Islamabad: The number of internally displaced Persons (IDPs) from North Waziristan’s tribal region — where a military operation is underway to root out militants — is likely to go up to 700,000, Pakistan’s Defence Minister Khwaja Asif said on Wednesday.
Already more than 450,000 people have been registered as displaced since the operation started on June 15, he said in an interview aired by a local private television channel.
The minister said when the operation was completed — by clearing the region of all foreign and local terrorists — the IDPs would be resettled in their native areas.
He did not give a time frame as to how long the offensive would continue, but said “we are determined” to finish the job.
Asif said Islamabad was in contact with Kabul regarding the presence of fugitive militants on the Afghan side of the border.
“We hope they will not now allow militants to take refuge on Afghanistan’s territory,” the minister said, stressing that elimination of militant sanctuaries in the ongoing operation by Pakistani armed forces would also help establish regional peace.
He said in the post-operation period it would be necessary to give a regular status to the entire tribal belt comprising seven federally administered tribal areas known as FATA to make them part of the national mainstream.
According to military figures, more than 300 terrorists including many Uzbeks have been killed so far in the operation, mostly in air strikes by military jets on militants’ hideouts in which, Asif said, no collateral civilian casualties had occurred.
The army, which has suffered loss of eight soldiers so far, is said to be awaiting the evacuation of civilians before undertaking a full-scale ground sweep. The areas with militants remained cordoned off by troops.

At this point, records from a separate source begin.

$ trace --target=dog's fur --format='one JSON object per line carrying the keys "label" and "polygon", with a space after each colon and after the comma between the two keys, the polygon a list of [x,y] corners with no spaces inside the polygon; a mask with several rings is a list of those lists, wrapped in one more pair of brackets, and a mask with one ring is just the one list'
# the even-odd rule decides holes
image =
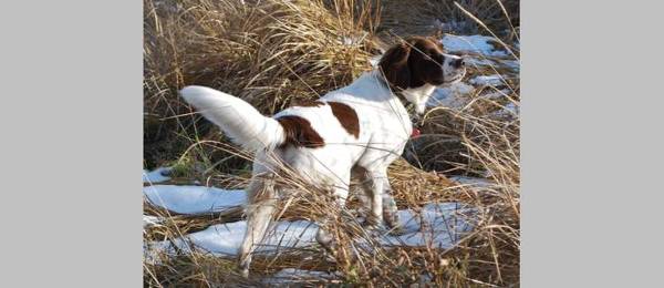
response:
{"label": "dog's fur", "polygon": [[[437,85],[459,81],[466,73],[463,60],[445,54],[439,43],[412,38],[385,52],[378,69],[320,100],[283,110],[272,117],[261,115],[247,102],[203,86],[187,86],[183,97],[205,117],[219,125],[245,148],[256,152],[253,178],[248,187],[247,233],[239,265],[248,275],[251,253],[268,228],[279,188],[266,181],[273,173],[268,155],[323,184],[344,205],[351,174],[367,185],[371,203],[367,222],[394,227],[397,219],[384,212],[383,196],[391,199],[387,166],[403,152],[413,124],[401,99],[417,114]],[[328,245],[331,237],[320,229],[317,239]]]}

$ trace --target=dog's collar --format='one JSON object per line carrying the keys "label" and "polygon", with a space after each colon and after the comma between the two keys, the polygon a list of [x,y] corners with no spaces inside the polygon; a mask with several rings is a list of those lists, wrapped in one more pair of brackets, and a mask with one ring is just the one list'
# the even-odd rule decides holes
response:
{"label": "dog's collar", "polygon": [[[392,85],[392,83],[387,82],[387,80],[383,76],[383,74],[381,73],[380,70],[376,71],[375,74],[376,80],[378,81],[378,83],[381,83],[381,85],[383,85],[383,88],[387,89],[390,91],[390,94],[396,96],[400,102],[402,103],[402,105],[404,105],[404,107],[406,105],[408,105],[408,100],[402,94],[403,89],[400,89],[395,85]],[[411,120],[411,123],[413,123],[413,132],[411,133],[411,137],[412,138],[416,138],[419,137],[419,127],[421,127],[421,123],[419,121],[413,121]]]}
{"label": "dog's collar", "polygon": [[401,100],[402,105],[404,105],[404,107],[406,105],[408,105],[408,103],[409,103],[408,100],[402,94],[403,89],[397,88],[397,86],[393,85],[392,83],[390,83],[385,79],[383,73],[381,73],[381,70],[376,70],[375,78],[378,80],[378,83],[381,83],[381,85],[383,85],[385,89],[387,89],[390,91],[390,94],[392,94],[393,96],[396,96],[398,100]]}

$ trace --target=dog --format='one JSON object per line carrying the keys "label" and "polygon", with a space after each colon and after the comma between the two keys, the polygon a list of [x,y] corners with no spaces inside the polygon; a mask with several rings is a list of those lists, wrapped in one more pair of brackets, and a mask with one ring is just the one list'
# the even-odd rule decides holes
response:
{"label": "dog", "polygon": [[[401,156],[413,133],[405,104],[413,104],[422,115],[436,86],[458,82],[465,74],[463,58],[446,54],[433,39],[414,37],[390,48],[377,69],[350,85],[272,117],[220,91],[204,86],[180,90],[185,101],[231,141],[256,153],[247,188],[247,232],[238,254],[242,275],[249,274],[255,244],[262,240],[274,214],[274,198],[280,195],[278,187],[260,176],[276,173],[269,155],[303,178],[323,184],[342,207],[351,176],[359,176],[371,206],[366,222],[381,225],[385,219],[387,226],[396,227],[396,209],[384,209],[383,198],[392,199],[387,167]],[[331,237],[319,229],[317,240],[328,246]]]}

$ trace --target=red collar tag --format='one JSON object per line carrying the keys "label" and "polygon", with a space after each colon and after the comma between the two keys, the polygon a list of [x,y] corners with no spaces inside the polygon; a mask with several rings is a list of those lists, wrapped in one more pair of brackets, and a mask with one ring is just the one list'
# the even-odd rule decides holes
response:
{"label": "red collar tag", "polygon": [[413,127],[413,133],[411,133],[411,137],[416,138],[417,136],[419,136],[419,130],[416,127]]}

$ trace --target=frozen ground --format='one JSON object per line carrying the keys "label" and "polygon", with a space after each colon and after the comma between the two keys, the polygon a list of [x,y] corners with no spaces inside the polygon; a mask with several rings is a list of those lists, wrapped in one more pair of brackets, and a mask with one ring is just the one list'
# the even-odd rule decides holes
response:
{"label": "frozen ground", "polygon": [[[145,197],[156,206],[183,214],[198,214],[237,207],[246,202],[243,191],[225,191],[201,186],[155,185],[145,187]],[[427,246],[449,248],[473,228],[475,210],[457,203],[428,204],[419,214],[411,209],[398,210],[404,234],[383,235],[385,246]],[[145,223],[158,225],[159,218],[144,216]],[[183,250],[199,249],[219,256],[236,255],[247,223],[243,220],[218,224],[169,241],[152,243],[157,249],[172,250],[172,245]],[[315,245],[318,226],[307,220],[278,222],[263,240],[259,251],[278,251],[284,248]]]}

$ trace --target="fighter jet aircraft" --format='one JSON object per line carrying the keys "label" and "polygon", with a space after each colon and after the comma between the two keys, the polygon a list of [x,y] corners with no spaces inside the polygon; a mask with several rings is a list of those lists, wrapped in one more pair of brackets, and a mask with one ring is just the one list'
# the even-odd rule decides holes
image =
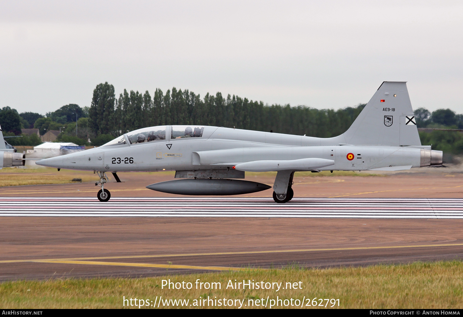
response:
{"label": "fighter jet aircraft", "polygon": [[421,146],[406,83],[384,82],[349,128],[328,138],[197,125],[151,127],[97,148],[39,161],[58,169],[93,171],[107,201],[106,173],[175,171],[151,190],[193,195],[228,195],[270,188],[244,181],[245,171],[276,171],[273,198],[293,198],[295,171],[399,171],[441,165],[442,152]]}
{"label": "fighter jet aircraft", "polygon": [[1,127],[0,127],[0,157],[2,160],[0,167],[24,165],[25,162],[24,159],[25,155],[16,153],[16,149],[5,140]]}

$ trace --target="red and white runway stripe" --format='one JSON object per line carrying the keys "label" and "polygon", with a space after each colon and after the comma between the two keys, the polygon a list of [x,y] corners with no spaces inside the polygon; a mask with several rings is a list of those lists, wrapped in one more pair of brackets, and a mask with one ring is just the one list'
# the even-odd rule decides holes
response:
{"label": "red and white runway stripe", "polygon": [[461,219],[463,199],[2,197],[0,216]]}

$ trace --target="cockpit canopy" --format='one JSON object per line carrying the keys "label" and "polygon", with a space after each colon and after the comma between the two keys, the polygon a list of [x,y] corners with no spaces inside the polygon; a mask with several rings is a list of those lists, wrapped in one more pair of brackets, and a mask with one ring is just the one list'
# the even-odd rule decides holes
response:
{"label": "cockpit canopy", "polygon": [[[142,128],[129,132],[127,133],[127,136],[131,144],[165,140],[166,139],[166,126],[159,126]],[[123,135],[101,146],[109,146],[125,144],[125,138]]]}
{"label": "cockpit canopy", "polygon": [[[130,144],[165,140],[166,127],[166,126],[159,126],[138,129],[127,133],[127,138]],[[195,125],[171,126],[170,139],[201,138],[202,137],[204,131],[204,126]],[[123,134],[101,146],[110,146],[125,144],[125,138]]]}
{"label": "cockpit canopy", "polygon": [[203,126],[172,126],[170,129],[170,139],[200,138],[204,131]]}

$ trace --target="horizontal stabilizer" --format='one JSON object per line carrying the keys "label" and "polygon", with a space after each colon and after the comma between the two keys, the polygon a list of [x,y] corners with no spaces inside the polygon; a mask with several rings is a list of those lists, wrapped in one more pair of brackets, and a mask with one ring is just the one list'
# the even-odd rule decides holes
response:
{"label": "horizontal stabilizer", "polygon": [[325,158],[301,158],[291,160],[254,161],[241,163],[233,168],[245,171],[271,171],[285,170],[308,171],[317,170],[334,164],[334,161]]}

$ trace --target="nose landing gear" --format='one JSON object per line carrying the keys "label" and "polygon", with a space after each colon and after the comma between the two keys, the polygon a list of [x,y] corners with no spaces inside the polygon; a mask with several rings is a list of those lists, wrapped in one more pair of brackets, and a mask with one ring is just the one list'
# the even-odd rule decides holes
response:
{"label": "nose landing gear", "polygon": [[99,184],[100,187],[101,188],[98,191],[98,193],[97,194],[96,197],[98,198],[98,200],[100,202],[107,202],[111,197],[111,194],[109,192],[109,190],[105,190],[104,188],[105,183],[108,181],[108,178],[106,176],[106,173],[104,171],[97,171],[96,173],[100,177],[100,179],[95,183],[95,186],[97,186]]}

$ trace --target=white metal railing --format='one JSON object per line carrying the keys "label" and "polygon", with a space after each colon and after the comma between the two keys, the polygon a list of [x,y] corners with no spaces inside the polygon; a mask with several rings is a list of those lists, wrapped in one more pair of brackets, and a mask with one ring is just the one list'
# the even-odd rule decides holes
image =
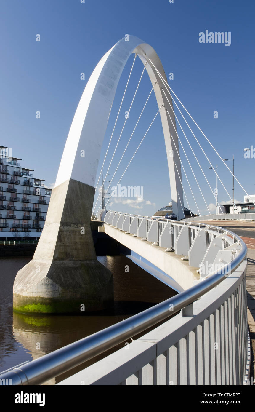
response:
{"label": "white metal railing", "polygon": [[[188,255],[189,264],[200,267],[201,281],[124,321],[2,372],[0,379],[12,379],[13,385],[40,384],[122,342],[120,349],[57,384],[242,384],[250,359],[243,241],[231,232],[199,223],[112,211],[103,220],[141,240]],[[125,342],[164,320],[131,343]]]}

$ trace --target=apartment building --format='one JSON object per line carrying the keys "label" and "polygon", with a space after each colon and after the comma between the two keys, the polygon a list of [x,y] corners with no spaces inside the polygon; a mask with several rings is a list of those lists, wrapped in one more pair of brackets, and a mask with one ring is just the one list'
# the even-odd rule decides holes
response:
{"label": "apartment building", "polygon": [[36,240],[46,217],[51,189],[0,145],[0,240]]}

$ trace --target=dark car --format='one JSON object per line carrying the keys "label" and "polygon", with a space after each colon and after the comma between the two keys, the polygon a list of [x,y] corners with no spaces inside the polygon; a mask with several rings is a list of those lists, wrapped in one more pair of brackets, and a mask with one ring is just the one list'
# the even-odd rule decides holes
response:
{"label": "dark car", "polygon": [[168,212],[165,216],[162,216],[165,218],[165,219],[170,219],[171,220],[178,220],[177,216],[174,213],[168,213]]}

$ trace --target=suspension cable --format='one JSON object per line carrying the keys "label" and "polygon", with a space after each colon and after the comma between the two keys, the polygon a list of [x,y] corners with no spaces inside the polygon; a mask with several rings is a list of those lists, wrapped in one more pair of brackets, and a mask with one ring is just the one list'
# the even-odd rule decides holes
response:
{"label": "suspension cable", "polygon": [[[184,196],[185,196],[185,198],[186,199],[186,201],[187,202],[187,205],[188,205],[188,207],[189,208],[189,213],[190,213],[190,216],[192,218],[192,214],[191,213],[191,211],[190,208],[189,207],[189,202],[188,201],[188,199],[187,198],[187,196],[186,195],[186,193],[185,193],[185,190],[184,190],[184,188],[183,187],[183,185],[182,185],[182,179],[181,179],[180,176],[180,174],[179,174],[179,172],[178,171],[178,169],[177,169],[177,166],[176,166],[176,164],[175,163],[175,162],[174,162],[174,165],[175,166],[175,169],[176,169],[176,170],[177,171],[177,173],[178,173],[178,176],[179,176],[179,178],[180,179],[180,182],[181,185],[182,185],[182,190],[183,191],[183,193],[184,193]],[[178,195],[179,196],[179,192],[178,192]],[[180,196],[179,196],[179,198],[180,199]],[[184,213],[184,211],[183,210],[183,208],[182,208],[182,210],[183,211],[183,214],[184,215],[184,217],[185,217],[185,213]]]}
{"label": "suspension cable", "polygon": [[[184,109],[184,110],[185,110],[185,111],[187,112],[187,113],[188,115],[189,115],[189,117],[190,117],[190,118],[192,119],[192,121],[194,123],[194,124],[196,125],[196,126],[197,126],[197,127],[198,128],[198,129],[199,130],[199,131],[201,132],[201,133],[202,133],[202,134],[203,134],[203,135],[204,136],[204,137],[206,138],[206,140],[207,140],[207,141],[208,142],[208,143],[209,143],[209,144],[211,146],[211,147],[213,148],[213,150],[214,150],[214,151],[216,153],[216,154],[220,157],[220,158],[221,159],[221,160],[222,160],[222,161],[223,162],[224,164],[227,167],[227,168],[228,169],[228,170],[230,172],[230,173],[232,175],[232,176],[236,179],[236,182],[239,185],[241,186],[241,187],[243,189],[243,191],[244,192],[246,193],[246,194],[247,195],[247,196],[248,196],[248,197],[250,197],[249,196],[249,195],[247,193],[247,192],[246,191],[246,190],[244,189],[244,188],[242,186],[242,185],[241,185],[241,184],[240,183],[240,182],[237,179],[237,178],[236,177],[236,176],[234,175],[233,172],[231,171],[230,170],[230,169],[229,168],[229,167],[228,167],[228,166],[227,166],[227,165],[226,164],[226,163],[225,163],[225,162],[224,162],[224,161],[223,159],[222,159],[222,158],[220,156],[220,155],[219,154],[219,153],[218,153],[218,152],[217,152],[217,151],[213,147],[213,146],[211,144],[211,142],[210,141],[210,140],[209,140],[209,139],[206,136],[206,135],[204,134],[204,133],[201,130],[201,129],[200,129],[200,128],[199,127],[199,126],[198,126],[198,125],[197,124],[196,122],[195,121],[195,120],[194,120],[194,119],[193,118],[193,117],[192,117],[192,116],[191,116],[191,115],[188,112],[188,111],[187,111],[187,109],[185,107],[185,106],[182,104],[182,103],[181,102],[180,100],[180,99],[178,97],[178,96],[176,96],[176,95],[174,93],[174,92],[173,91],[170,87],[169,85],[169,84],[167,83],[167,82],[166,82],[166,80],[164,78],[164,77],[161,76],[161,74],[160,74],[160,73],[159,73],[159,70],[158,70],[158,69],[157,69],[157,68],[156,67],[156,66],[155,66],[155,65],[153,63],[152,61],[151,60],[151,59],[150,58],[148,58],[148,59],[150,60],[150,61],[151,62],[151,63],[152,63],[152,66],[157,71],[158,74],[159,75],[159,77],[161,78],[161,80],[163,82],[163,83],[164,84],[165,86],[166,87],[166,89],[167,89],[167,91],[168,92],[168,93],[169,93],[169,94],[170,94],[170,96],[171,96],[171,94],[170,94],[170,92],[169,90],[168,89],[168,88],[169,88],[169,89],[170,89],[170,90],[172,92],[172,93],[173,94],[174,94],[174,96],[175,96],[175,97],[178,99],[178,101],[180,102],[180,104],[182,105],[182,107]],[[171,97],[173,99],[173,97],[172,97],[172,96],[171,96]],[[175,105],[176,105],[176,103],[175,104]],[[177,106],[177,105],[176,105],[176,106]],[[209,162],[209,163],[210,163],[210,162]],[[211,164],[211,163],[210,163],[210,164]],[[220,178],[218,176],[218,173],[217,173],[217,172],[215,171],[215,169],[213,169],[213,170],[214,171],[215,173],[216,174],[216,175],[218,176],[218,177],[219,178],[219,179],[220,179]],[[226,190],[226,188],[225,187],[224,187],[223,183],[222,183],[222,182],[221,181],[221,183],[222,184],[222,186],[223,186],[223,187],[224,187],[224,188],[225,189],[225,190]],[[228,194],[229,194],[229,194],[228,194]],[[231,199],[231,200],[232,200],[232,199],[231,199],[231,197],[230,197],[230,199]],[[252,202],[253,204],[254,205],[254,206],[255,206],[255,203],[254,202],[254,201],[253,201],[252,200],[252,199],[251,199],[251,200],[252,201]],[[235,204],[234,202],[234,205],[235,206],[236,206],[236,205]],[[234,211],[233,211],[233,212],[234,212]],[[239,211],[238,211],[238,213],[239,213]]]}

The defence minister, while answering a question about the tension between the government and Pakistan Awami Tehreek (people’s movement) of Islamic scholar Dr Tahirul Qadri, accused the latter of pursuing “a conspiracy to destabilise Pakistan.”
Asif said it would be investigated from what foreign sources the PAT leader, who also holds a Canadian nationality, was receiving “huge” funds for his campaign.
Qadri, who returned to Pakistan on Monday from Canada, has accused the federal and Punjab governments of “state terrorism” and vowed to avenge the killing of about a dozen party workers including two women in an alleged police firing on June 17 in Lahore.
He says his mission is to wage a peaceful struggle to change what he calls “the totally corrupt system” in the country which according to him serves only the interests of the elite.